Tuesday, March 31, 2015
The Ancient Path by John Michael Talbot, a review
It probably seems odd that I, as a Protestant, would choose to review a book by a Catholic writer. But there were two very important reasons I wanted to read this book. First was because of who wrote it and the second reason was simply timing.
John Michael Talbot's music was well known to us who came out of the Jesus Movement. There is a brotherhood (and sisterhood) of sorts of those who came to Christ during that time. We often share a similar beginning even if we chose different paths to follow in our walk with God.
Which is why I found the chapter about the influence of Francis Schaeffer on the young Talbot very interesting. For he was also a significant influence in my own life during that time. But whereas most of us for whom Schaeffer was such an influence (and almost a father figure) became Protestant, John Michael Talbot became a Catholic.
As I read that chapter, he describes the process of his thinking and God's call toward Catholicism. Oh, I get it. That makes sense now. Actually, that is what this entire book does for the reader. Talbot explains much of what he has done in his spiritual walk.
The second reason I wanted to read this book was due to the timing of it becoming available. For just the day before I had a chat with my daughter about our interest in the "Desert Fathers" and how as Protestants, we need to know more about the early history of the Church.
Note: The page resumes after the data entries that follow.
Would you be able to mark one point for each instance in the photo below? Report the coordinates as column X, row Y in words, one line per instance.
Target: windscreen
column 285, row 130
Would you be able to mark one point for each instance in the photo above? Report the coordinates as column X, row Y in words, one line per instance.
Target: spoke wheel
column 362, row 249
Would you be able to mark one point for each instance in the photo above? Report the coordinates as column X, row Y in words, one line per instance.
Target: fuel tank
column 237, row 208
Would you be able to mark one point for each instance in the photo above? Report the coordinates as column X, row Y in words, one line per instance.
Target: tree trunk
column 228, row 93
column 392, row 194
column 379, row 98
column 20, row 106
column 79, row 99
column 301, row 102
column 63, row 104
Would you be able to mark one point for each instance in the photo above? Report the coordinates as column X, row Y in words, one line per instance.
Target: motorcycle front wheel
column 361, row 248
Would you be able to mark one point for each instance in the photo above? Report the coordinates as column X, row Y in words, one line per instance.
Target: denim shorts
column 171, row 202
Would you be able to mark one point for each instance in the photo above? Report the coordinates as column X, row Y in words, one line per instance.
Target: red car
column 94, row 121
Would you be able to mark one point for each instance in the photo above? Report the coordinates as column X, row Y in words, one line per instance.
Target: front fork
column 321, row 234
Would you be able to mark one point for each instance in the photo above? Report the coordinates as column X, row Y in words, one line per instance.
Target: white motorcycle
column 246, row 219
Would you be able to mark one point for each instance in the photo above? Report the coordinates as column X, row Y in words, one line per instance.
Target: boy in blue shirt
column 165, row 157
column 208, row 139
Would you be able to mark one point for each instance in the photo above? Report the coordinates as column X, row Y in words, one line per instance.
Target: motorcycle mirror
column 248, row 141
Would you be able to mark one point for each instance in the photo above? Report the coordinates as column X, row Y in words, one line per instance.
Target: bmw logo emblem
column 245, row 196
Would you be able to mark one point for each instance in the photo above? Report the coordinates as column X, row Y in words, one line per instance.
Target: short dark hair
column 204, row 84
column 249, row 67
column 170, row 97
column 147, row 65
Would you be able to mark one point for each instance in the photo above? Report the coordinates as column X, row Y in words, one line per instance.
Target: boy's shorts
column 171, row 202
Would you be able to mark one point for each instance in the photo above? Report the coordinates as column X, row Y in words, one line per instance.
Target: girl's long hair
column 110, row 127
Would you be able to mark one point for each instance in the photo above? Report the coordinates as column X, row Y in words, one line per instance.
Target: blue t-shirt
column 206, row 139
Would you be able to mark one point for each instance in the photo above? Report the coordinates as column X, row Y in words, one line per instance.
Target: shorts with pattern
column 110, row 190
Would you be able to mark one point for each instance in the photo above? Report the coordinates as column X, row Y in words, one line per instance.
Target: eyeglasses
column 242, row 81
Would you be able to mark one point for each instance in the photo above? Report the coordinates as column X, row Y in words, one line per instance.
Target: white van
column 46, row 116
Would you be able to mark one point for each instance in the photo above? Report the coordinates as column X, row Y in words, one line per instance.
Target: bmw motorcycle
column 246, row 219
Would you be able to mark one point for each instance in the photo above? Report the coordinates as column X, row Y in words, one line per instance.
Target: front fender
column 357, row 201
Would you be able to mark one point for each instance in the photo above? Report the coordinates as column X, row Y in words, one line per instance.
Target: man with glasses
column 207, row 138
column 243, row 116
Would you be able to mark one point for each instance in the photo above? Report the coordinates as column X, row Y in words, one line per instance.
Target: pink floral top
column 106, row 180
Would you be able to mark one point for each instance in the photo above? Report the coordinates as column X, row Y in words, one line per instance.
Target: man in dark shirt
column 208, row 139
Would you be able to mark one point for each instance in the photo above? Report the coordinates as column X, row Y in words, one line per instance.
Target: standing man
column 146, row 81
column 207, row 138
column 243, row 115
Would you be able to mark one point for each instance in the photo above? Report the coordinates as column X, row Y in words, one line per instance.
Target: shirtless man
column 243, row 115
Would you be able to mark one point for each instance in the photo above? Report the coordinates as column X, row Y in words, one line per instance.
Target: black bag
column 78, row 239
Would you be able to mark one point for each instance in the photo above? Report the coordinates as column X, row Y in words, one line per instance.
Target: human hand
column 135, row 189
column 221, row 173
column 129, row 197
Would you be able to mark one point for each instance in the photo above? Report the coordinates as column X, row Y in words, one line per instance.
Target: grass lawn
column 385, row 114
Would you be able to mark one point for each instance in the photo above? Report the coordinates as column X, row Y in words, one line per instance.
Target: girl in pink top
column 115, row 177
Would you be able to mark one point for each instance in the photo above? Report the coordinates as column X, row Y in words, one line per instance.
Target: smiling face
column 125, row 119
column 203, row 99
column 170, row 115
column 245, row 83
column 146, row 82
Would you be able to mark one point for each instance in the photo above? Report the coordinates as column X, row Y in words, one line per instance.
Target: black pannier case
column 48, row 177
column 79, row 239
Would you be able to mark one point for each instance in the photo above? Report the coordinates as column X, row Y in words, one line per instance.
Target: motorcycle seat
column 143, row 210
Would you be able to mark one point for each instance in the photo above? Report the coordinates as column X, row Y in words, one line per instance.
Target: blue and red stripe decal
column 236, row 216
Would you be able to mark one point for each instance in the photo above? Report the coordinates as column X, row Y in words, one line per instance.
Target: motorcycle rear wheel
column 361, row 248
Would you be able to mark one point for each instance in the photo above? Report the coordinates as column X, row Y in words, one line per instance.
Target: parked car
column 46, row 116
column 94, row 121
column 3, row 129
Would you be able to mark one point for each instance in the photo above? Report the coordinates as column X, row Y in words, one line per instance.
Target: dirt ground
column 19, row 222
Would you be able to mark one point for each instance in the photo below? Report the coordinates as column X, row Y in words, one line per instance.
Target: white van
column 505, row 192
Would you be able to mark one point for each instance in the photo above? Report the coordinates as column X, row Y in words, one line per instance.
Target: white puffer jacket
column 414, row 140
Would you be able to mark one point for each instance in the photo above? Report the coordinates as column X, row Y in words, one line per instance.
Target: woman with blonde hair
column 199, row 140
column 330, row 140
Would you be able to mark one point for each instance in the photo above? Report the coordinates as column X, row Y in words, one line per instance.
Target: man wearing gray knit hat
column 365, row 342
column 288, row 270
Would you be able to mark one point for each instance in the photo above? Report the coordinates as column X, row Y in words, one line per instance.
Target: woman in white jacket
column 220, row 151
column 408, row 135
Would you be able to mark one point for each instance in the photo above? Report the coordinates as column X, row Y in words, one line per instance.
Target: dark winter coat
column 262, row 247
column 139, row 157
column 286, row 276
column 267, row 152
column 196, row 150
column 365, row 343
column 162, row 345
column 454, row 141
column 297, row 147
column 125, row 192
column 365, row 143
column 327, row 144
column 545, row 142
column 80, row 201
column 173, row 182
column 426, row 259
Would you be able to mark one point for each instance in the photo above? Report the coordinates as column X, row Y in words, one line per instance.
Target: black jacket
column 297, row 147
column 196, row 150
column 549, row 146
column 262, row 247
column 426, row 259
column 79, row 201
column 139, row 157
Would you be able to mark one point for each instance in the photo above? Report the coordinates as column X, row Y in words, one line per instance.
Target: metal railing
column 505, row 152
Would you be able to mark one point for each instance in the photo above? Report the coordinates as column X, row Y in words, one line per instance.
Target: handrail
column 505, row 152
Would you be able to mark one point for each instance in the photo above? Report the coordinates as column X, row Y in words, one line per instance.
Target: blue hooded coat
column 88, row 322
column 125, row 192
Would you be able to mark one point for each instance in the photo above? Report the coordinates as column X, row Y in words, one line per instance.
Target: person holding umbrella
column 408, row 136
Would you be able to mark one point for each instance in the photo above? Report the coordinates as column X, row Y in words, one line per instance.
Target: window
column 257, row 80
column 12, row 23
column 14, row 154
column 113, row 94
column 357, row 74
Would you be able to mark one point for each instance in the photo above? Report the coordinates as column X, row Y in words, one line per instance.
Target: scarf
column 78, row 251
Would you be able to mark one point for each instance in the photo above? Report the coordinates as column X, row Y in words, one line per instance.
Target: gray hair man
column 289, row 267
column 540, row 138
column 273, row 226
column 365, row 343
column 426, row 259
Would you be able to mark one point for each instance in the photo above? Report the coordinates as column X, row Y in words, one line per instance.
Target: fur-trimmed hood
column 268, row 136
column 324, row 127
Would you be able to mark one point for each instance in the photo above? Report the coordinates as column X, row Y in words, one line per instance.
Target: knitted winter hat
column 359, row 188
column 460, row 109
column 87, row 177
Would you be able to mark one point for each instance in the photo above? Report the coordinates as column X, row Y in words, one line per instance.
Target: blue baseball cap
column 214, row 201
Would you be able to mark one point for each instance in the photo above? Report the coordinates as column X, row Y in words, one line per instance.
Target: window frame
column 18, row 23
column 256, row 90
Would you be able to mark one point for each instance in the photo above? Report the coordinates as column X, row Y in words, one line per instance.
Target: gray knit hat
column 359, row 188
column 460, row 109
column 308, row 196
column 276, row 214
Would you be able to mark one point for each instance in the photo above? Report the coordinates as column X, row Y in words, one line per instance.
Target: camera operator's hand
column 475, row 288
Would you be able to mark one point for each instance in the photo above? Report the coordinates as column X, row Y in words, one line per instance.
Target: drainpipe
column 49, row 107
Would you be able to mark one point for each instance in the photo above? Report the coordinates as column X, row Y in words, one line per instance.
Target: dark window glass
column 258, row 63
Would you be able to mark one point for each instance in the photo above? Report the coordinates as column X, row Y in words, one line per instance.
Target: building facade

The subtitle of this book is Old Lessons from the Church Fathers for a New Life Today. In this book, the author combines a narrative about his own life journey with the influence of the Desert Fathers along the way.
It is not just a biography and it is not a definitive book about the Church Fathers. Instead we learn more about the early Church from the viewpoint of each person's influence on the life of the author through the years.
I thoroughly enjoyed the book and would recommend it to anyone who is interested in the journey of John Michael Talbot and the influence of the Desert Fathers in his life. While thoroughly Catholic in theology, this is one Protestant who believes it a worthwhile read to those "on the other side of the Reformation".
This book was provided by Blogging For Books but the opinions are my own.